Canonical Correspondence Analysis: how to interpret results

Hi, I am using Canonical Correspondence Analysis (CCA) to analyze phytolith abundances (similar to pollen) over environmental gradients. As I am new to CCA, I read some background info. The following section from explains how to look at the visualization of results (Buttigieg & Ramette, 2014):

How to relate samples and taxa to environmental gradients in a triplot
To assess the impact of the environmental gradients on samples or taxa, they should be projected orthogonally on the arrows representing the environmental gradients (samples: figure a, taxa: figure b ). Close to the arrowhead indicates strong representation, far away from the arrowhead (represented by dashed prolongations of the gradients in figures x a and b) indicates weak representation (Buttigieg & Ramette, 2014).

Figures a and b: how to relate samples (a) and taxa (b) to environmental gradients in a triplot? Samples (a) or taxa (b) are projected orthogonally on the arrows representing environmental gradients or their prolongations (dashed lines). Close to the arrowhead means strong representation, far from the arrowhead means weak representation (Buttigieg & Ramette, 2014).

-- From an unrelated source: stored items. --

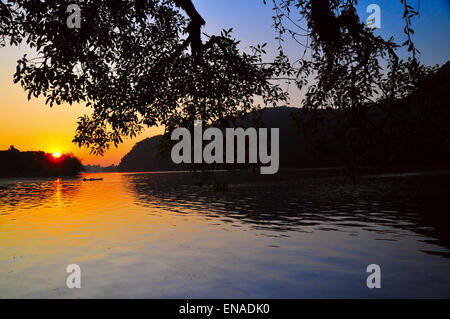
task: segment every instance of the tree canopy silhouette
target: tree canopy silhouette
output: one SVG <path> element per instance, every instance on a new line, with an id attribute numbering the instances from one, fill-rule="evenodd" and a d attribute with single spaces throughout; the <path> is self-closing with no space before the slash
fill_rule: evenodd
<path id="1" fill-rule="evenodd" d="M 266 3 L 266 1 L 264 1 Z M 338 110 L 341 132 L 349 153 L 359 154 L 374 148 L 372 131 L 383 136 L 384 127 L 371 121 L 369 105 L 380 104 L 385 110 L 383 122 L 399 114 L 403 101 L 429 79 L 436 67 L 425 67 L 417 59 L 412 19 L 419 14 L 407 0 L 403 6 L 406 41 L 383 39 L 360 21 L 357 0 L 271 0 L 273 25 L 278 31 L 279 50 L 291 38 L 301 48 L 301 56 L 290 70 L 289 81 L 306 91 L 303 112 L 314 116 L 297 116 L 302 129 L 316 129 L 323 122 L 323 109 Z M 420 1 L 418 2 L 420 6 Z M 397 51 L 410 52 L 406 61 Z M 402 109 L 405 111 L 405 109 Z M 310 112 L 314 111 L 314 112 Z"/>
<path id="2" fill-rule="evenodd" d="M 37 51 L 18 61 L 15 73 L 29 97 L 92 108 L 74 142 L 94 153 L 145 126 L 226 121 L 254 108 L 255 96 L 285 99 L 270 82 L 282 59 L 262 64 L 262 46 L 240 52 L 231 30 L 201 37 L 205 22 L 191 1 L 75 1 L 79 29 L 66 25 L 71 3 L 9 1 L 1 30 L 3 43 Z"/>
<path id="3" fill-rule="evenodd" d="M 418 11 L 407 0 L 400 2 L 407 36 L 403 46 L 412 55 L 406 62 L 397 56 L 400 45 L 393 37 L 385 40 L 376 36 L 360 21 L 356 14 L 358 0 L 272 0 L 280 51 L 286 35 L 303 48 L 303 56 L 292 69 L 292 80 L 300 89 L 307 89 L 304 107 L 351 109 L 357 113 L 380 94 L 395 98 L 399 92 L 403 97 L 411 93 L 424 74 L 412 41 L 411 19 Z M 398 81 L 407 79 L 405 74 L 412 75 L 409 81 Z M 410 90 L 405 92 L 406 88 Z"/>
<path id="4" fill-rule="evenodd" d="M 36 57 L 18 61 L 14 75 L 29 98 L 92 109 L 79 119 L 74 142 L 103 154 L 146 126 L 162 124 L 170 131 L 194 119 L 228 123 L 259 108 L 255 97 L 264 104 L 285 101 L 287 92 L 272 81 L 280 76 L 309 87 L 304 106 L 312 109 L 359 114 L 380 89 L 393 98 L 410 84 L 398 81 L 407 78 L 402 66 L 410 72 L 417 65 L 410 37 L 417 12 L 400 1 L 405 45 L 413 53 L 406 63 L 399 62 L 392 39 L 375 36 L 359 21 L 357 0 L 272 0 L 280 43 L 286 32 L 297 40 L 302 30 L 293 10 L 306 18 L 304 46 L 311 59 L 299 60 L 298 68 L 290 65 L 282 45 L 279 56 L 265 63 L 264 45 L 241 52 L 231 30 L 202 35 L 205 20 L 191 0 L 8 1 L 1 5 L 0 45 L 25 42 L 37 51 Z M 66 25 L 73 3 L 81 8 L 79 29 Z M 380 58 L 387 60 L 388 76 Z"/>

My question relates to the dashed prolongation lines of the arrows (which represent environmental gradients): the direction of the arrow represents a stronger impact of that particular environmental gradient (Buttigieg & Ramette, 2014). But what when the orthogonal projection of a sample/ taxon ends up on the far end of a dashed prolongation line of such an arrow/ environmental gradient? Does that mean that this environmental gradient has a strong negative impact on the overall abundance of a sample/ abundance of an individual taxon?

Thank you in advance



TS Contributor
I am not familiar with CCA, but it has indeed some aspects in common to other dimensionality-reduction techniques which I do know. I will try to give you my two cents on the matter.

I think that your interpretation is essentially correct.

If a dashed prolongation intersects the vector representing an environmental variable far beyond the plot origin, that should be interpreted as a sort of negative correlation between a given unit of analysis (either sample or taxon in your example) and the variable represented by the vector. If the intersection takes place at the origin, this should indicate no correlation, while if the intersection takes place on the same side of the vector, this (as you said) indicates a positive correlation. Of course, the larger the distance between the intersection point and the origin (in either the directions), the larger the correlation (either positive or negative).

This worked example might help (LINK).

Hope this helps,
Hi, thank you for your response with helpful link. Since time is limited and work overwhelming, I posted on several locations. I was lucky enough to receive an answer from an absolute authority on the matter, in one of the authors of the source article. It confirms what you say. In order to share the answer, I pasted it here below:

Dear Serge,

Close: it suggests that that explanatory variable negatively correlates with the abundances of species (or whatever your response variables are) and the sites that are ordinated close to them. You can check this in your data to confirm it's accurate. One would expect to see low values of that explanatory variable in sites with high abundances of the species ordinated away from the direction of the vector.

Keep in mind, the CCA only shows you the variation in the response matrix that can be explained by the explanatory matrix. If the proportion of constrained inertia is low (<30%) , be careful how much you read into it.

Also, be careful when saying "impact " : correlation is not causation (you need some stronger evidence that the explanatory is directly responsible for the response variables). There could be another factor driving both the response and explanatory variables in the directions you observed.
Last edited:
Continuing this topic, I would like to ask the following: how can the strength of the explanatory variables ( = lengths of the arrows in the CCA triplot) be assessed? Do the result supply some numbers that relate to the strength of each explanatory variable?